I’m due to appear on radio in Denver with ESPN’s Mark Schlereth at the bottom of the hour, and I’ve listened with great interest to his rants on SportsCenter and NFL Live.
Though I love his passion, I need to set him straight on a few key points.
First, he says the NFL is taking “big hits” out of the game. That’s not the case. The NFL is hoping to get illegal hits out of the game, specifically involving the use of the helmet against defenseless players and/or striking defenseless players in the head.
Of course, Schlereth is likely under the impression that “big hits” have been taken out of the game because for roughly 12 hours from Monday night until Tuesday morning ESPN left us all under the impression that “devastating hits” would be banned. As it turns out, ESPN was wrong to push that message — but ESPN has never clarified nor apologized for creating that false impression.

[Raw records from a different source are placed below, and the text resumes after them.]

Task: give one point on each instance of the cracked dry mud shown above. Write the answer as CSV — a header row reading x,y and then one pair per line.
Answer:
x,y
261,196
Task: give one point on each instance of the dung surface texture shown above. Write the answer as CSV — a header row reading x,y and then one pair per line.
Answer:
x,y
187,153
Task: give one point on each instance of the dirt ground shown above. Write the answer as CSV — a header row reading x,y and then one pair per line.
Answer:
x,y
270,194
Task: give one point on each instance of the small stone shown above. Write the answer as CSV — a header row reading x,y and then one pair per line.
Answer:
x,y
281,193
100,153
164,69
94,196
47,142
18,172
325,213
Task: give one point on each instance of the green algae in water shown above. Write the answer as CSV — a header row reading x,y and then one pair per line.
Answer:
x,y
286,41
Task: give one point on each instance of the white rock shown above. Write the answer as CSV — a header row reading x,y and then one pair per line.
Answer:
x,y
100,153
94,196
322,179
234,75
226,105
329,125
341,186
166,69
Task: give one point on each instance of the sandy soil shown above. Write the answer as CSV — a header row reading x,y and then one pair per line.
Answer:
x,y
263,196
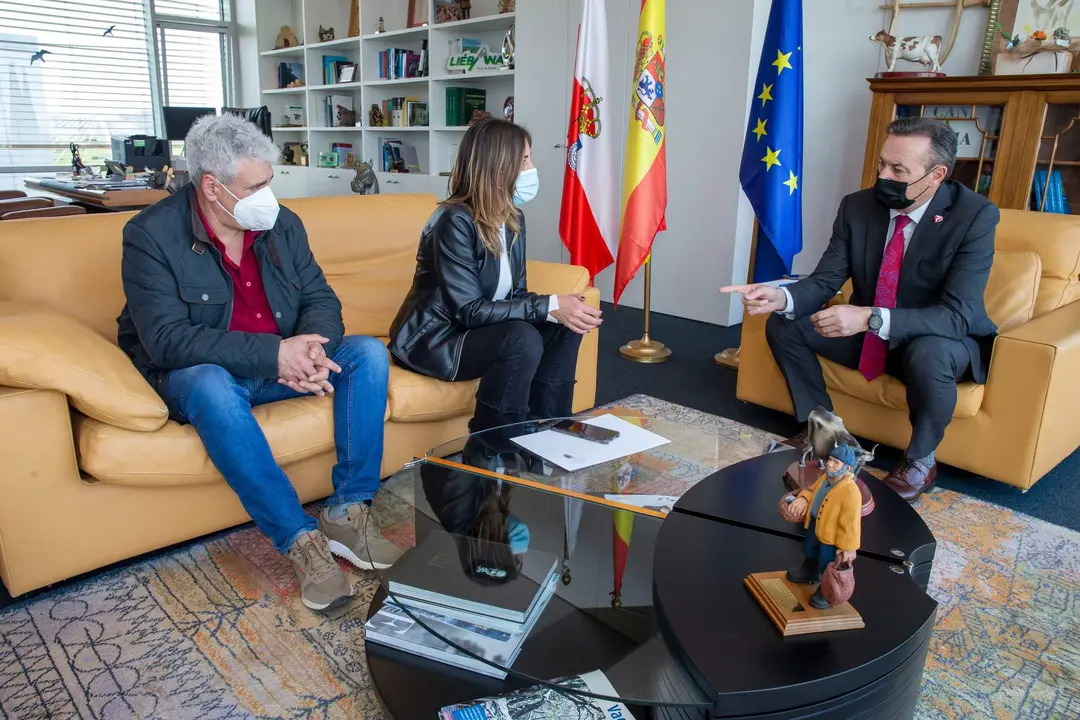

Second, Schlereth objects to fining players but he has no problem with suspending them. But suspensions for matters of this nature occur without pay, so a suspension would result in both a player’s money and his ability to play being taken away.
Third, Schlereth complains that the NFL wants to take money away from players for big hits but doesn’t want to give money to retired players. However, the fine money goes directly to programs that benefit retired players. Also, the league has greatly improved benefits to retired players, including most recently the inclusion of players with Lou Gehrig’s Disease within the “88 Plan.”
On a broader note, media outlets need to do a better job of making it clear what is and isn’t permitted. When talking about James Harrison’s $75,000 fine on NFL Live, for example, ESPN plays video of both of Harrison’s helmet-to-helmet hits from Sunday against the Browns: (1) his hit on Josh Cribbs; and (2) his hit on Mohamed Massaquoi. But the Cribbs hit isn’t illegal — so why in the hell is ESPN showing the Cribbs hit when talking about illegal hits?
There’s a lot of confusion out there right now, and ESPN to date has failed in its inherent mission to communicate clear information to the audience.
It’s not criticism. It’s fact. We’re here to serve the fans, and ESPN needs to do a better job in that regard on this critical issue.
And the NFL needs to make sure ESPN knows it. The potential damage ESPN is doing far outweighs the perceived indignity created by Playmakers, the fictional pro football series that the league office once strong armed ESPN into canceling.